野田令子(理学博士)
私は「母と子と渦をめぐる冒険」を含む『海を見る人』を推します。
「母と子と渦をめぐる冒険」を含む『海を見る人』 この作品においてはジェンダーは地球生物の雌雄という枠をはずれ、地球外知的生命体に外挿されています。こういったジェンダー概念の科学的な外挿こそがジェンダーSFとして相応しいと考えます。またこれは直接関係ないのですが、作者は特にジェンダーを意識せずにこれらの作品を書き上げ、結果これほどジェンダーをSF的に考えさせる作品ができたこともまた興味深いです。
『宇宙生命図鑑』は非常に手堅くまとまった、これも地球外知的生命体を描いた作品で、高く評価したいが、肝心の異星生態系の描写が不完全である点、また地球人との搾取関係というありふれた形態になってしまっていること、が私にはジェンダーSFとしての評価が低く思われ、残念ながら外すことといたしました。

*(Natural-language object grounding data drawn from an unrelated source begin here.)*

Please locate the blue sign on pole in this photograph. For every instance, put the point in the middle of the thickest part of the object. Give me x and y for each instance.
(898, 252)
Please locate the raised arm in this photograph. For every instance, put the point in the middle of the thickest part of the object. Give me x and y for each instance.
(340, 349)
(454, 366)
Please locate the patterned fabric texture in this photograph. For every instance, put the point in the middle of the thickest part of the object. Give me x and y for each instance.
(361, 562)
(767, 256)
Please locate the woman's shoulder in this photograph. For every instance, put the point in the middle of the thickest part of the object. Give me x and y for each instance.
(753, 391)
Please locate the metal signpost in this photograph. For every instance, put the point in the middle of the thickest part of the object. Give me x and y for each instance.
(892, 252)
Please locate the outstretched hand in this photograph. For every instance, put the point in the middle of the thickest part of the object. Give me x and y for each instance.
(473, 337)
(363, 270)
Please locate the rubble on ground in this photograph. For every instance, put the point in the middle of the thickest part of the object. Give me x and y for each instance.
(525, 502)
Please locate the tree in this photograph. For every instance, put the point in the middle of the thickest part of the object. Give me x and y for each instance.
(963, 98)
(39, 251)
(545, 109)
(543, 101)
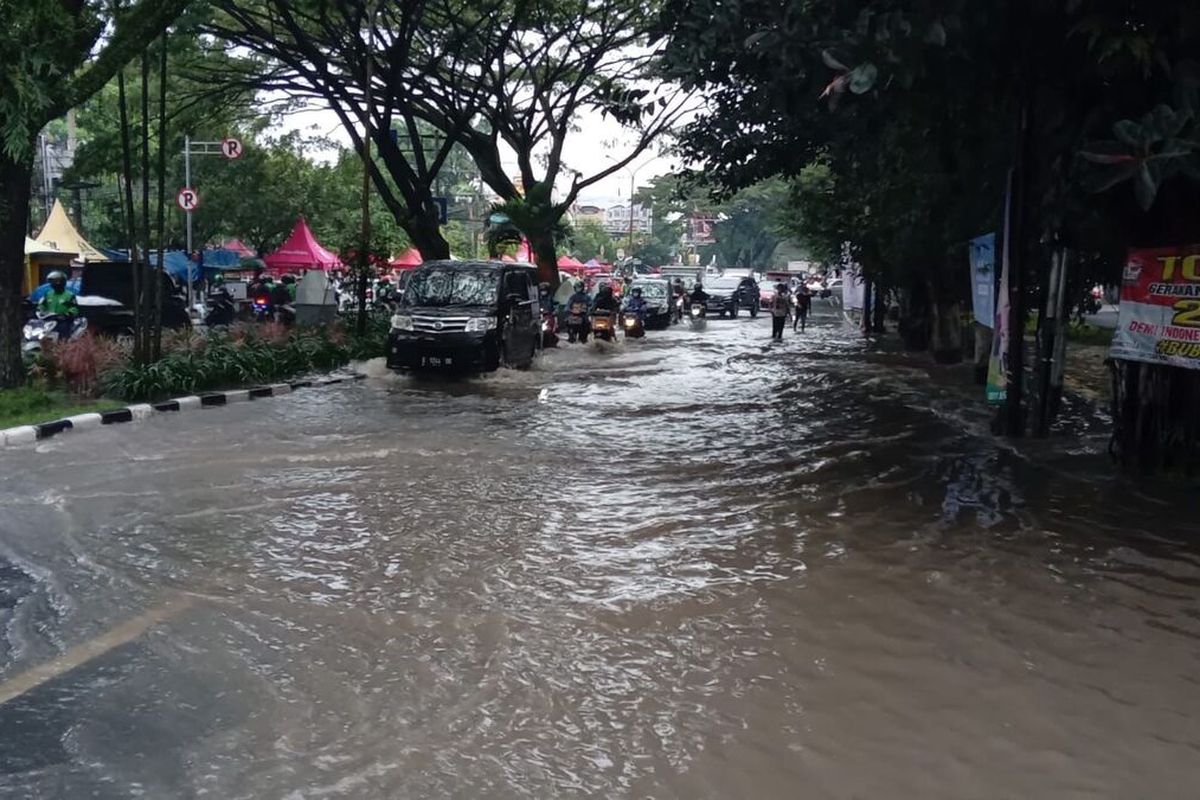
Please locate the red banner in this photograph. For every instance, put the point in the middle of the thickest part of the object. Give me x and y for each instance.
(1161, 307)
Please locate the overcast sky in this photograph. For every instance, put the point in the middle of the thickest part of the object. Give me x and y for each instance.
(591, 149)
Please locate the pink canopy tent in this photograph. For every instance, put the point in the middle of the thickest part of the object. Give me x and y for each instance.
(301, 251)
(407, 260)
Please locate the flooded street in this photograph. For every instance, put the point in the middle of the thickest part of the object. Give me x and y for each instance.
(697, 565)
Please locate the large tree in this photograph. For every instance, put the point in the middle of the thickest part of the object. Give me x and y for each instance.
(498, 78)
(57, 54)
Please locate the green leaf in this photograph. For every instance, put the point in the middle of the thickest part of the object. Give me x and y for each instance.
(832, 62)
(1129, 132)
(863, 77)
(1145, 187)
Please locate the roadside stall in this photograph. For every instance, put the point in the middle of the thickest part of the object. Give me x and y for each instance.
(301, 252)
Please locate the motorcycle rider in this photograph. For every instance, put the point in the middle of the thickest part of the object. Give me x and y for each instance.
(60, 302)
(220, 301)
(678, 293)
(545, 299)
(289, 283)
(579, 302)
(699, 296)
(636, 304)
(606, 301)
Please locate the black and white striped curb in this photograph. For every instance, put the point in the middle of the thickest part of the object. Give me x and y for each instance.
(30, 433)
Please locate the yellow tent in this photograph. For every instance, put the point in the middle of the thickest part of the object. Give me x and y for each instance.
(60, 233)
(41, 259)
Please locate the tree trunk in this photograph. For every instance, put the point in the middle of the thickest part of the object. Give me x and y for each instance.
(545, 254)
(868, 294)
(916, 318)
(881, 311)
(16, 178)
(984, 336)
(946, 342)
(425, 230)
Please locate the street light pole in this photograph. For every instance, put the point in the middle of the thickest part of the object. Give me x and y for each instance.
(633, 176)
(187, 214)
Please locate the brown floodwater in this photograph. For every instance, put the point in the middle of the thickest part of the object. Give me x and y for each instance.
(693, 566)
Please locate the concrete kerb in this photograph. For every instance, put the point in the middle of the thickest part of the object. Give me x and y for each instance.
(28, 434)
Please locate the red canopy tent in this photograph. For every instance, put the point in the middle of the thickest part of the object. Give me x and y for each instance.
(407, 260)
(239, 247)
(301, 251)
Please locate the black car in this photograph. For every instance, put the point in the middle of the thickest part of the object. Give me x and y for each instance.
(657, 294)
(106, 299)
(749, 296)
(467, 316)
(730, 295)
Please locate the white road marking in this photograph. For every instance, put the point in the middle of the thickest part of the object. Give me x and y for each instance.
(94, 648)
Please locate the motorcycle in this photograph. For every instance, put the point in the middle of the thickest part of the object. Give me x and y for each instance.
(262, 308)
(604, 325)
(577, 323)
(46, 326)
(549, 329)
(221, 311)
(634, 325)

『妻の帝国』は折角直感がわかるものとわからないものというジェンダー的な対立を描いていながらそれを「妻」と矮小化してしまった点で残念でした。家族内・性別・血縁のあるなしに関わらず対立が起こっているにもかかわらず、それを夫婦の相互不理解というある意味わかりやすい形で代表させたのは、個人的には残念でした。
『傀儡后』は纏うものが個人を規定する、という感覚的には楽しかったのですが、私には強いジェンダーとのかかわりが読み取れませんでした。
『両性具有迷宮』はこれも大変面白かったのですが、ジェンダーというよりは寧ろ森奈津子というキャラクターの造形に負っている部分が多いように感じられましたので、外しました。